Data Analysis: Python? or R? – A Debate

Written by Suzie Shin: 

Given the wide variety of data analytics platforms available, each with their own strengths and weaknesses, choosing the right programming language when starting a new project is daunting. Currently, Python and R are two of the most popular languages people use when analyzing data. For newbie data analysts that are looking to break into the field, it can be overwhelming to decide which languages they should start learning first. Here, we provide an evaluation of each platform and our recommendations. The thoughts here are based on some of our own experiences, but also on some information and feedback we summarized from various internet discussions.  Enjoy, and please weigh in your own thoughts in the comments!

 

Usability:

Python is a general-purpose programming language known for its easy-to-learn and use nature.  It was originally designed for software development and engineering.
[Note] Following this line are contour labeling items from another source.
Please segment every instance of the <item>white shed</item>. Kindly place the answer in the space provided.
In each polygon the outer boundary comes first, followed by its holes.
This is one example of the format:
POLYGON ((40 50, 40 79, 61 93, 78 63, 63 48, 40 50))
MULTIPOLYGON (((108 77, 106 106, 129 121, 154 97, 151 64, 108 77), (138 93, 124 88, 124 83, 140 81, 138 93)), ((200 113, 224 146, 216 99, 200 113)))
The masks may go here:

It is not surprising that people with a programming background prefer using Python. This language provides a more general approach to data science and places a significant focus on production and deployment. Therefore, Python can be used to achieve a wider range of project goals and outcomes.

By contrast, the primary objective of R is more specific to the statistical analysis of data. The functionality of R was created with statisticians in mind; the program relies heavily on statistical models and relies less on syntax and rules. As a result, it is used more by scholars and researchers. Due to its statistics-oriented nature, R offers field-specific advantages over Python, such as more advanced and interactive data visualization capabilities (i.e. graphs). They are more informative and customizable, and can be presented directly. Python lacks R’s alternatives for popular data science libraries and its visualization capability is less informative, interactive, and less pleasing to look at.

Due to its general-purpose nature, Python can be integrated with other programming softwares, while R is better suited to run locally. Python is also more equipped to handle massive quantities of data; it can even source information directly from the internet. R is better designed for analyzing more specific datasets at a time and is better suited for importing and working with files directly (e.g. Excel).

 

Learning Curve:

Python is a general-purpose programming language with a readable syntax. R, however, is built by statisticians and encompasses their specific language. The general consensus is that while R is more difficult to learn at first, it is easy to navigate and use once you pass that initial hurdle. Python has a smoother and more linear learning trajectory compared to R.

 

Recommendation:

To summarize, knowing how to use Python provides you the versatility to work with a broad range of data-centric projects, while learning R gives you a stronger hold on the specific statistics and data science principles needed when analyzing information. Knowing how to utilize both Python and R is invaluable for the Data Science field and gives you an upper hand in Data Science projects. Both Python and R are not too difficult to learn, but if you have no previous programming experience, the task can seem daunting. So which should I learn first?

I recommend that you consider your current skill set. For instance, someone who has experience conducting research and using programs like MATLAB may find R much simpler to learn. Alternatively, as Python is an “Object Oriented Programming language” like C++ and Java, someone familiar with programming languages would find Python more intuitive than R. I also recommend that you think about your long-term career goals. If you’re passionate about the statistical calculation and data visualization portions of data analysis, mastering R would be more useful in your professional endeavors. If you have interests beyond this and see yourself working with big data, artificial intelligence, and deep learning algorithms, etc. Mastering Python would be useful. They are both excellent tools and any development of your coding skills will be worthwhile in our data-soaked world!

So, what is your vote?  R or Python?!